In the amendment President Mugabe made piecemeal concessions, nothing substantive, and nothing concrete to cause a sea change in the political fortunes of Zimbabwe. The MDC, in its wisdom or lack of it, says it supports the process to build bridges. Justice Minister Patrick Chinamasa says Zimbabweans have come of age. But what is in it for the two bitter rivals, President Mugabe and Tsvangirai?
ZANU PF realises that its future is a dead-end should it continue on the current path but there is no one with the guts to change the status quo. President Mugabe has centralised power around himself since 1980. Nonetheless he has become a liability and his time to go, has without doubt come, but how?
Constitutional Amendment Number 18 is the most likely strategy to exit with his head high. He has "defeated" Tsvangirai, he has "defeated" Britain and Tony Blair. He has "defeated" the great United States of America and Bush. He has shown the rest of Africa how to deal with imperialists, more importantly President Mugabe has defeated the palace coup plotters.
President Mugabe will be allowed to "choose" his successor, and go in grace with his tail up. He has written a new chapter in African politics by remaining at the helm of a virtually collapsed country.
Who ever is the chosen one will without doubt make the seemingly concrete concessions. Maybe the Daily News will come back, maybe the Broadcasting Services Act, the Public Order and Security Act and the Access to Information and Protection of Privacy Act will be amended. Maybe the youth militia camps will be closed, maybe the war veterans will go back to their poverty in urban and rural areas.
The chosen one will reach out to the international community through Thabo Mbeki and SADC and say "here you are, human rights have been restored, hail to Thabo, please pass us on the money".
Zimbabwe will be another "classic" case of how Africans have come of age in resolving a crisis. Quiet diplomacy will be adopted in political science curricula and the UN will appoint an ambassador and Permanent Representative of Quiet Diplomacy. President Mbeki might give a lecture on this.
For Zimbabwe at least, President Mugabe will be gone, and that to others, is change enough.
While President Mugabe's fate is clear, that of Tsvangirai is a classic case of betrayal. Tsvangirai is not a Member of Parliament and is likely to be the MDC candidate in an unwinnable election. MDC supporters are likely to question him, and accuse him and his team of selling out. Some youths will still sing, Morgan Tsvangirai Ndizvo, achasunungura Zimbabwe. But the boat seems to have passed Tsvangirai already.
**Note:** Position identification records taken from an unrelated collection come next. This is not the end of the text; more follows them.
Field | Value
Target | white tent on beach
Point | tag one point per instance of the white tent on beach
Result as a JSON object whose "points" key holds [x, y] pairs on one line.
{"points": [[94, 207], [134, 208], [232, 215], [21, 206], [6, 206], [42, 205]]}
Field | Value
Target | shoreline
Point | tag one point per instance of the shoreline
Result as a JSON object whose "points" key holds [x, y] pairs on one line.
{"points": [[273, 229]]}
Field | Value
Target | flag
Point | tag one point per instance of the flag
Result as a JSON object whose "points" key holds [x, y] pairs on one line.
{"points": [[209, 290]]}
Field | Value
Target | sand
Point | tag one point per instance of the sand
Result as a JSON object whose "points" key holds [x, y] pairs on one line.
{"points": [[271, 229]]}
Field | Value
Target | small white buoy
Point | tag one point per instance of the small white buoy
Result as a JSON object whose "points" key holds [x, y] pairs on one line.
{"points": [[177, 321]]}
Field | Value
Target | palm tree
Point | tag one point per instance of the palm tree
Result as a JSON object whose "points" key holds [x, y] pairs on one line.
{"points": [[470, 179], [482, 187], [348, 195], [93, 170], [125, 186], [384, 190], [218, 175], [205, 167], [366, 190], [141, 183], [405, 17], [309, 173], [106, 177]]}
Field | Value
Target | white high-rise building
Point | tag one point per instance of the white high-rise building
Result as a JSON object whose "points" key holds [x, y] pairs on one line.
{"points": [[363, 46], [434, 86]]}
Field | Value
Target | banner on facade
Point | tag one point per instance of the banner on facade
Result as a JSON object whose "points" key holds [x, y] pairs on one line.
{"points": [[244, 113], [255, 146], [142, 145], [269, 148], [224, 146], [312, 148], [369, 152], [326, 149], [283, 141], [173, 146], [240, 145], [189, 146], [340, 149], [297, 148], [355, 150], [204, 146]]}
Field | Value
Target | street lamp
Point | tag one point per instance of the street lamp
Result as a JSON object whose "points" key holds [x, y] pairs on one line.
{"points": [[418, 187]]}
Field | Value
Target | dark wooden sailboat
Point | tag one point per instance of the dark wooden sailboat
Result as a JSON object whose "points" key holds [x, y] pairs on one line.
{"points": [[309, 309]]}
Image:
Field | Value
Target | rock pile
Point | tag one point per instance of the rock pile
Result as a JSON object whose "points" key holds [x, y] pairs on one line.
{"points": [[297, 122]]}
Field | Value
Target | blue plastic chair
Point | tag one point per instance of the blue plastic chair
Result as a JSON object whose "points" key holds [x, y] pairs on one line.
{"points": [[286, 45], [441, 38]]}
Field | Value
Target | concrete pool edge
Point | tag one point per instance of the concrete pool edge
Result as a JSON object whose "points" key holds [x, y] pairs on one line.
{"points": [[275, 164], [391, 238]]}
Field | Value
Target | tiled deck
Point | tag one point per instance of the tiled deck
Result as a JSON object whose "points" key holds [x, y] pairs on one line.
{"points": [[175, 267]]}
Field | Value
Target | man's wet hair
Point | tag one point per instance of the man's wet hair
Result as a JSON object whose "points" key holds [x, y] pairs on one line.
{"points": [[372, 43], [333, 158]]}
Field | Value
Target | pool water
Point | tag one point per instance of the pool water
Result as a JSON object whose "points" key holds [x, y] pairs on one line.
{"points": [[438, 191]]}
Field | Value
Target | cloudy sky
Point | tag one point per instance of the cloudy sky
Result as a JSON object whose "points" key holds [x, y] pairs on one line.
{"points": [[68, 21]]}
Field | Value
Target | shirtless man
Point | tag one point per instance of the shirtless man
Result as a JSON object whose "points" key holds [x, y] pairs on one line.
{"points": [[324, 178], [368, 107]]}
The MDC leader faces hard questions in explaining the events of September 18, when ZANU PF and the MDC unanimously agreed to amend the Constitution, to the majority of his supporters. Especially what bridge has been built, what this bridge means for the ordinary citizen, to Chiminya and Mabika, to Ndabanyana and hundreds of others who lost their lives for the MDC. He will also owe an explanation to th the majority of Zimbabweans whose lives have been ruined because of ZANU PF's policies.
The likely scenario is that Tsvangirai is the unwilling sacrificial lamb, sacrificed at the altar of quiet diplomacy and the quest for power by those inside his 'cabinet'. Tsvangirai, as the situation stands, cannot win an election next year under the present electoral laws and environment and without a parliamentary seat his fate is sealed.
Arthur Mutambara will be 'magnanimous' and give Tsvangirai a shot at goal, while he runs as an ordinary MP or Senator and win. Tsvangirai, come end of 2008, will be out and come the MDC congress a few years later, will be gone for good.
The MDC has no leverage to push ZANU PF to implement what ever Chinamasa promised apart from cooption, the path the party has already taken. The rest of Zimbabweans will continue to scratch the ground for survival, after all are we not Africans like the Somalis and Congolese. Let the regime change and transition that Zimbabwe has been waiting for begin.